And then the show starts.
The Raconteurs live
24.03.2006, 14:55, Text:
Nicholas Tucker
23.03.06 - London, The Astoria
Okay, I'm going to admit to you all right up front that there's a certain disadvantage to reviewing a Raconteurs gig just now. That disadvantage being that no-one's actually heard more than two of their songs. Those two songs being Steady As She Goes and Store Bought Bones -- leaked to us by fiendish, taste-shaping radio executives and spectacled internet wonks alike. The rest... well let's just put it this way, unless you happen to be a fantastically resourceful music journalist you'd pretty much have to guess. I should also point out at this stage that I'm not a fantastically resourceful music journalist.
There is, of course a palpable excitement in the air tonight. Despite the low-key nature of the venue - London's small, proudly shabby and frankly dilapidated Astoria - this is no ordinary first outing for a nascent band finding its way. This is Jack-White-of-the-White-Stripes-new-band. Even before I'm properly inside I pass a couple dithering over whether to watch upstairs or downstairs. Heading upstairs the man says, \\\\"It's going to be too much excitement, whatever happens.\\\\" This might be stretching it a bit, I think, until the girl standing next to me faints before the show even starts.

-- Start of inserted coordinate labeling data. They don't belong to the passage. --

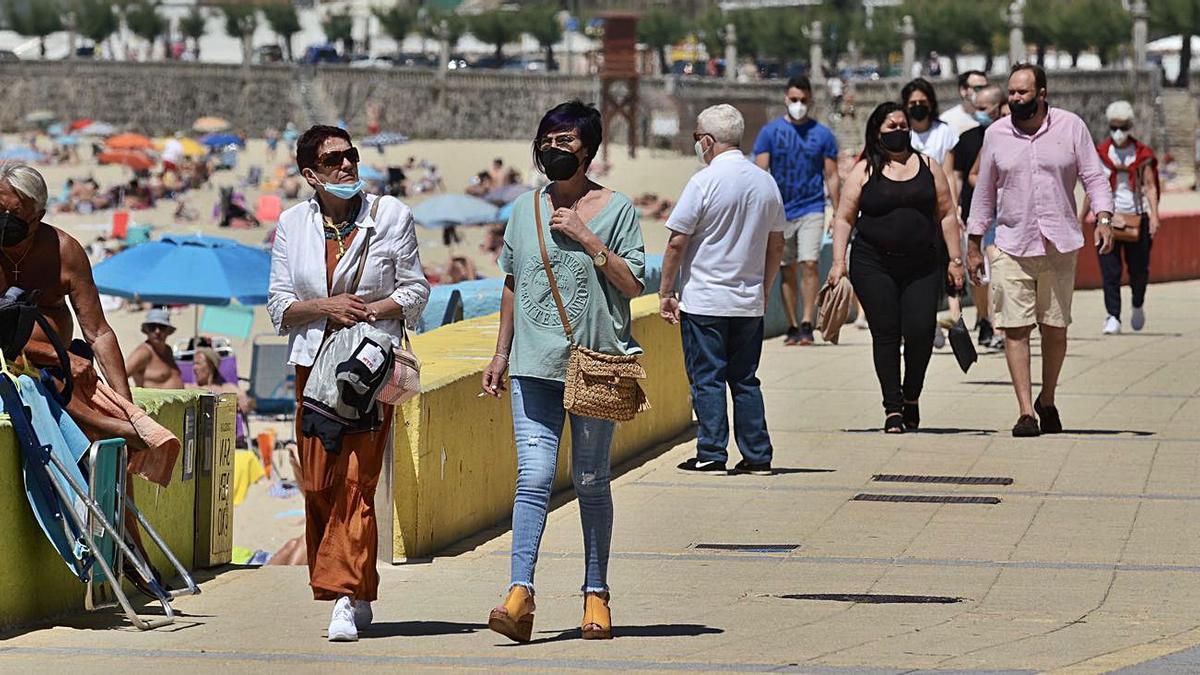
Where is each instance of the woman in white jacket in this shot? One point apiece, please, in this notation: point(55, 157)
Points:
point(318, 245)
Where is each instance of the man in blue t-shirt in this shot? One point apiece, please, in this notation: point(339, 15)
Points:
point(802, 155)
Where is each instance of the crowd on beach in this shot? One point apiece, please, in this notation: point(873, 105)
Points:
point(939, 203)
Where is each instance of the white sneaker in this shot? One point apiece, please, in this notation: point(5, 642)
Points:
point(363, 614)
point(341, 623)
point(939, 339)
point(1138, 318)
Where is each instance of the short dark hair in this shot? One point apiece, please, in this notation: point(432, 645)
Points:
point(571, 115)
point(311, 141)
point(924, 87)
point(1039, 73)
point(799, 82)
point(966, 77)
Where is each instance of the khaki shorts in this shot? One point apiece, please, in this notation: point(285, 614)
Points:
point(803, 239)
point(1032, 290)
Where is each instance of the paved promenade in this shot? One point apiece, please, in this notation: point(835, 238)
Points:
point(1089, 562)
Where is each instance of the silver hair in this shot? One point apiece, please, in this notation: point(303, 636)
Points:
point(724, 123)
point(1120, 111)
point(27, 181)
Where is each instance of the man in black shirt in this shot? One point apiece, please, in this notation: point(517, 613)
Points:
point(988, 103)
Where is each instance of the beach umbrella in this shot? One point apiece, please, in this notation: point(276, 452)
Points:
point(187, 269)
point(507, 193)
point(454, 209)
point(97, 129)
point(129, 142)
point(210, 125)
point(21, 154)
point(221, 139)
point(387, 138)
point(133, 159)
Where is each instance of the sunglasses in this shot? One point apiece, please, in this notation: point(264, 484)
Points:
point(335, 159)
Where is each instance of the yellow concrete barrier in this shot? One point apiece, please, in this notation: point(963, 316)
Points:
point(455, 461)
point(35, 584)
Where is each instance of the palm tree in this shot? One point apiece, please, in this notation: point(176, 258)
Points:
point(193, 25)
point(285, 22)
point(147, 23)
point(541, 23)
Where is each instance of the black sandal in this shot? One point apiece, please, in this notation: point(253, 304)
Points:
point(912, 416)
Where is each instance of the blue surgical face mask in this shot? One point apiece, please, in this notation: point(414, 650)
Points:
point(342, 190)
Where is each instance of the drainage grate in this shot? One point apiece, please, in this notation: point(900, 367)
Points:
point(927, 499)
point(943, 479)
point(748, 548)
point(873, 598)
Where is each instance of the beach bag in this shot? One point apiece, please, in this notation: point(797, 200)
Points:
point(405, 380)
point(598, 384)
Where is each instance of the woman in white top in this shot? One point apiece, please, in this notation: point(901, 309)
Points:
point(318, 245)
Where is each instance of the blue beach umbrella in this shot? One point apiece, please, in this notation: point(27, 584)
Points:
point(454, 209)
point(221, 139)
point(187, 269)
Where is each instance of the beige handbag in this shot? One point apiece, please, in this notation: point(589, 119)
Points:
point(598, 384)
point(405, 380)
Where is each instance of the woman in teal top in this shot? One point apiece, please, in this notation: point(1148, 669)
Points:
point(594, 245)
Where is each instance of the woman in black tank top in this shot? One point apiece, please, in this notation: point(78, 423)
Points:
point(899, 204)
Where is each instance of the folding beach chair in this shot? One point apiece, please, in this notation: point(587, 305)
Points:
point(83, 515)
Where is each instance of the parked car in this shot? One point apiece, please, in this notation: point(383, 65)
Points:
point(321, 54)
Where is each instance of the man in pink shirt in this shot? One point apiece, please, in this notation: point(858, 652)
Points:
point(1027, 172)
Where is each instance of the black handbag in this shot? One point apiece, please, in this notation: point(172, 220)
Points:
point(963, 346)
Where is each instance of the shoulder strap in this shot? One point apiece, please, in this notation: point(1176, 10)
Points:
point(545, 263)
point(366, 246)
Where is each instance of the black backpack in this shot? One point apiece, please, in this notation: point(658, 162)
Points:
point(18, 314)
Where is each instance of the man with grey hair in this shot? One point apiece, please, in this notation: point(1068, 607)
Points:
point(725, 249)
point(39, 257)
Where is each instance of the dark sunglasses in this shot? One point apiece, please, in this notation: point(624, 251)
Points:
point(335, 159)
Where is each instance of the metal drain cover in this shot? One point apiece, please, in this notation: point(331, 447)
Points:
point(873, 598)
point(943, 479)
point(748, 548)
point(928, 499)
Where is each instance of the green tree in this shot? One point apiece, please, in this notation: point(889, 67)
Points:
point(1177, 17)
point(96, 21)
point(397, 22)
point(660, 29)
point(497, 28)
point(144, 21)
point(39, 19)
point(285, 22)
point(340, 28)
point(541, 23)
point(241, 21)
point(193, 25)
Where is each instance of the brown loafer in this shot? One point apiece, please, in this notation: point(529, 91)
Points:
point(597, 619)
point(514, 619)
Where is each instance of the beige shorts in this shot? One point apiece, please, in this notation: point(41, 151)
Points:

And then the show starts. And the band launch into a blistering version of what can only be described as, Not One Of The Songs I Or Anyone Else Actually Knows. But that's okay because the song feels like a born classic, with Jack and Brendan Benson's voices mimicking the chugging riff before the whole number quickly burns into an all-out assault on the Astoria's ageing sound system. And the songs that follow don't let up - with the exception of a couple of gentler, more acoustic-based tracks obviously penned by the more melodic Brendan Benson. It quickly becomes apparent that The Raconteurs are not the result of Jack White's ego, his need to be seen as more than just The White Stripes. Nor are they a Sunday afternoon knockabout like The Travelling Wilburys. If anything The Raconteurs are closer to Cream, a 'supergroup' assembled from a ragtag of kindred Detroit spirits. The Greenhornes' Jack Lawrence (bass) and Patrick Keeler (drums) lend a depth and charge to Jack and Brendan's collaborative songwriting. Together their incandescently fierce garage rock wall of sound channels any number of musical ghosts out of the bruised PA: from the heavy power of Seventies groups like Stooges and Zeppelin to the garage punk influence of bands like The Gun Club. In fact, one of the songs I could actually name was a blisteringly bluesy version of Love's A House Is Not A Motel, which Jack ripped into with the kind of frantic, darkly lowering energy that would have seen him politely asked to leave the Sixties for terrifying the hippies and turning the acid bad.
However that isn't to say that The Raconteurs aren't their own band -- or even a fleshed out version of The White Stripes. They just meld their influences into a raucous house party of some of the fiercest garage rock on offer. This journalist's only regret was the impossible task of tracking down a set-list. They were on stage for exactly one hour. I'm pretty sure they played the whole album.